Сиреневый туман, любовь и много денег, стр. 11

— Самим — слишком опасно. Мы уверены, что „Губа" откажется от предыдущего предложения японцев и возьмет именно эту партию. Это совершенно ясно из разговора с его агентом.

— Смотрите, Волк, не промахнитесь. Если понадобится, отсекайте все другие предложения любыми способами».

Сиреневый туман, любовь и много денег - any2fbimgloader2.jpeg

Глава 7

ДОРОГА КОШКА К ОБЕДУ?

В прихожей раздался звонок.

Вскочивший спросонья Бекас такого ужаса не испытывал ни разу в жизни. Даже когда несколько лет назад пьяный мент наставил на него свою пушку и передернул затвор.

Руки тряслись немыслимым образом, в комнате сделалось темно, и он подумал, что вот сейчас, наверное, он просто умрет.

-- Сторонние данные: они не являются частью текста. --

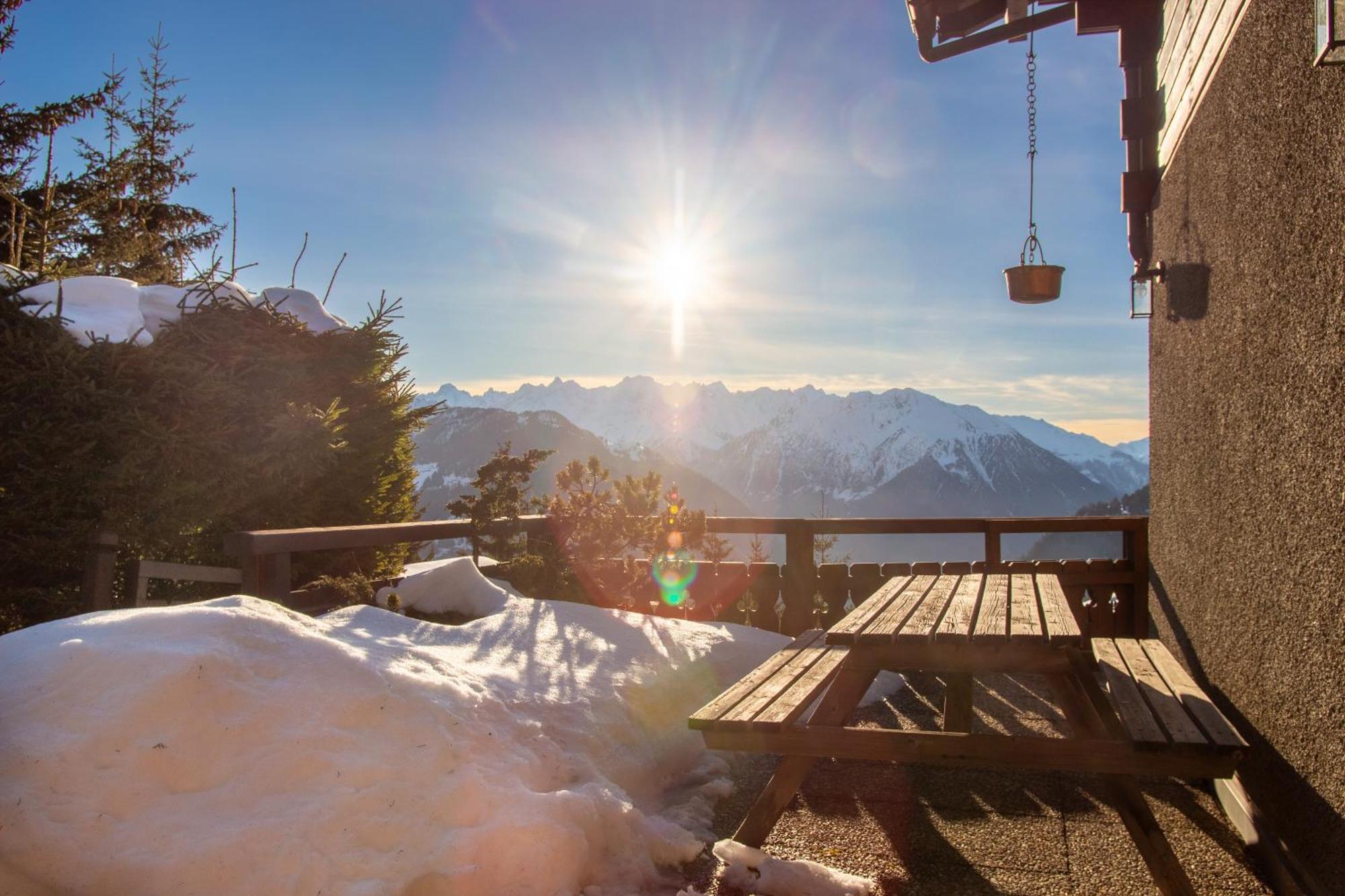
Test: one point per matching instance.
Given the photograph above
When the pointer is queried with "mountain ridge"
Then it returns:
(786, 451)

Звонок прозвенел еще раз, и на лестнице послышались голоса. Свет в прихожей был погашен. Открыв дверь, он прокрался в прихожую и приложил ухо к входной двери. Сердце колотилось, как бешеное. В ушах шумело. Надо было взять себя в руки. Как учил старшина Журбин? Страшно? Расслабься и дыши. Представь, что все только иллюзия. Смотри на все как бы со стороны и действуй хладнокровно и расчетливо… Легко сказать!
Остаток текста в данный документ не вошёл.